Egypt: Iraqi children arrested, detained and threatened with refoulement

On 4 April 2010 Egyptian State security arrested Karar from the street while he was returning from a bank to his home. Karar is a secondary school student and was in the midst of preparations for the final secondary completion exams.

We are writing you regarding the arbitrary arrest, mistreatment, ongoing detention and threatened deportation of a 17 year old Iraqi refugee and his 18 year old brother by the Egyptian government.

We are writing to you to request your intervention on behalf of these refugees.

It is our belief that their likely mistreatment, continued detention and threatened deportation constitutes a violation of their rights as human beings and as refugees, including a breach of the obligations owed to him by the Egyptian government by virtue of it being a signatory to the Convention Relating to the Status of Refugees of 1951 and other international treaties.
Background Information
On 4 April 2010 Egyptian State security arrested Karar from the street while he was returning from a bank to his home. Karar is a secondary school student and was in the midst of preparations for the final secondary completion exams.

Before his family approached the EFRR office, they went to the police station to ask about Karar and to complain about his arrest. Unfortunately, the police officers refused to answer the family’s questions or act upon its demands for their child’s release; one of the police officers suggested that Karar had been arrested in order to deport him. EFRR subsequently submitted a complaint to the High General Prosecutor concerning this arrest and detention and has demanded his immediate release. The EFRR has also submitted a complaint to the National Council for Human Rights regarding the arrest and detention of this refugee.
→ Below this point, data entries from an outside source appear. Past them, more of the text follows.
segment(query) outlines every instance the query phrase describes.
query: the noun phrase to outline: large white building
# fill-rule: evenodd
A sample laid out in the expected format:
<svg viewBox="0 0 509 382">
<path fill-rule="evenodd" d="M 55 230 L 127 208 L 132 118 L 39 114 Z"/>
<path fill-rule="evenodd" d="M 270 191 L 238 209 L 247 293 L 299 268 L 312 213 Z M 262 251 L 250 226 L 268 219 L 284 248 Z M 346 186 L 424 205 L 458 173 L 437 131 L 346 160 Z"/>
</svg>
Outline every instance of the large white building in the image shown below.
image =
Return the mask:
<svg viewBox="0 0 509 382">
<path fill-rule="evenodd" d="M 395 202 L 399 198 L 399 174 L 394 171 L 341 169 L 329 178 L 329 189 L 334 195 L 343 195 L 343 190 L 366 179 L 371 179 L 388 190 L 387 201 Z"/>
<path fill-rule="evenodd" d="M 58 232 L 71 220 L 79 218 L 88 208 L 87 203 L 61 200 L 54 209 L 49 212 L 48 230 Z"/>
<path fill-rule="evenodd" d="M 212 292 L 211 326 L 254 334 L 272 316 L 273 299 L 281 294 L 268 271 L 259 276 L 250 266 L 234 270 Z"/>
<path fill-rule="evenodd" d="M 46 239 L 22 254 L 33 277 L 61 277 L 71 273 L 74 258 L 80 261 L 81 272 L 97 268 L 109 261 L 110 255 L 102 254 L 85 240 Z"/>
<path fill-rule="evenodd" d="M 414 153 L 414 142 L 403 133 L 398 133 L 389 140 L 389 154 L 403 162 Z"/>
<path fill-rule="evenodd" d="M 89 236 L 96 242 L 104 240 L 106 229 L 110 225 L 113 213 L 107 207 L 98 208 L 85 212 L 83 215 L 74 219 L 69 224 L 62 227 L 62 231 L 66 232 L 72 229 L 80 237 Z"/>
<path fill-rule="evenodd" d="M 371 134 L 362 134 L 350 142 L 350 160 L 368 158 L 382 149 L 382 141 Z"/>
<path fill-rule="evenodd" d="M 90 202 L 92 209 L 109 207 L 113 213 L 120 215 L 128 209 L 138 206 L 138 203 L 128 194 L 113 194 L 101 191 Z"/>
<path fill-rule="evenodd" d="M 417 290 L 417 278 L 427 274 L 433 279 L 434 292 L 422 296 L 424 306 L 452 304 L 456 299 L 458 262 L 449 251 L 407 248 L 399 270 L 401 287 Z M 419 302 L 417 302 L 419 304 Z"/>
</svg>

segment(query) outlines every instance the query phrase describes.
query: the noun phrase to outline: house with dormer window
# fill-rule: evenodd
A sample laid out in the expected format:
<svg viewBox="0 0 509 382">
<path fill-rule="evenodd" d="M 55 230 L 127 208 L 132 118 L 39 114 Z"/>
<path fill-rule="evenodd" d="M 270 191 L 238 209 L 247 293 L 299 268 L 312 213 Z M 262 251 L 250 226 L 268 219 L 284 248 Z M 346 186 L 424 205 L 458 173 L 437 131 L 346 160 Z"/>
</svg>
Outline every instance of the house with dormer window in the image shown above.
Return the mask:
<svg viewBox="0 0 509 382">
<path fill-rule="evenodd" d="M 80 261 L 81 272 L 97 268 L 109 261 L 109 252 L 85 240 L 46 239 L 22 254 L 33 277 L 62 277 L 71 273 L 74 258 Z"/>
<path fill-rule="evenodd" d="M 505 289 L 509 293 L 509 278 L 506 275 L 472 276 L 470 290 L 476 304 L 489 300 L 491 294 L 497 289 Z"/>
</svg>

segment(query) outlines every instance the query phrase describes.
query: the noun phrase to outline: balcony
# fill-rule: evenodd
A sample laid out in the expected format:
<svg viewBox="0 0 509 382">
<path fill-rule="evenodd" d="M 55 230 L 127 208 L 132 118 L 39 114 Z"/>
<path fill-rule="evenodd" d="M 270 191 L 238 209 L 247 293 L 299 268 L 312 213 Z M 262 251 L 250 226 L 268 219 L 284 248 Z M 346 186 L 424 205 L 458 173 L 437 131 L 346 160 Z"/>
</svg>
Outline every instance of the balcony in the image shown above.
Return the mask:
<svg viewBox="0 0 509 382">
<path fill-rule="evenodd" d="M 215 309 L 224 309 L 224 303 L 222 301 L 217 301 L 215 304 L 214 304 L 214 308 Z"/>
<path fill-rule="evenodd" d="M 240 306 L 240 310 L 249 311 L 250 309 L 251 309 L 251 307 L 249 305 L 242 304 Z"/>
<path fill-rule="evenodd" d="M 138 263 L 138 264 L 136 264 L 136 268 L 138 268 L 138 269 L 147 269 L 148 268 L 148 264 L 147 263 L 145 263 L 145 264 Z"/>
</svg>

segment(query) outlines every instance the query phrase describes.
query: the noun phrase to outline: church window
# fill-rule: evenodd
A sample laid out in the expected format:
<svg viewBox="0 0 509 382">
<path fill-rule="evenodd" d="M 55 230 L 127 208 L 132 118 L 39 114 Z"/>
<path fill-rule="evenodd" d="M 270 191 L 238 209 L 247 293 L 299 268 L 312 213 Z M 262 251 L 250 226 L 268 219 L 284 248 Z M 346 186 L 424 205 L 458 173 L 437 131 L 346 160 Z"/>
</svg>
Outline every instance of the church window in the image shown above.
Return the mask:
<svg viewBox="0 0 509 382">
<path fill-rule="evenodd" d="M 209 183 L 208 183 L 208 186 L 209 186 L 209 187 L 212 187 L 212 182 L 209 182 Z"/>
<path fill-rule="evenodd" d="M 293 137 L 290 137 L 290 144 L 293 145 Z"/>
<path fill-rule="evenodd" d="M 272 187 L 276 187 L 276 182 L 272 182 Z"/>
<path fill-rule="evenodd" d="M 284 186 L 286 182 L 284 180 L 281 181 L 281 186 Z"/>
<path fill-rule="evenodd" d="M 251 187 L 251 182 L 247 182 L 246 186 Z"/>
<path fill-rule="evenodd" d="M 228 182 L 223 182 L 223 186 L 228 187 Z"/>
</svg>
In the middle of the night of 12 April 2010 Egyptian security raided Karar’s family home. A computer was seized and Hayder, the 18 year old brother of Karar was also arrested. The EFRR is in the process of filing a formal complaint about the arrest and detention.

Illegal Detention of Refugee Children
The EFRR recalls that it is considered a breach of Egypt’s international obligations under the Convention Relating to the Status of Refugees of 1951 which Egypt has signed and ratified (i) to arbitrarily detain refugees, and (ii) to threaten refugees with forced removal to a place in which they would face persecution (“refoulement”). In addition, the detention of children is in clear contravention of the guidance of the Executive Committee of United Nations High Commissioner for Refugees, of which H.E. Ambassador Hisham Badr of Egypt serves as vice-chairperson.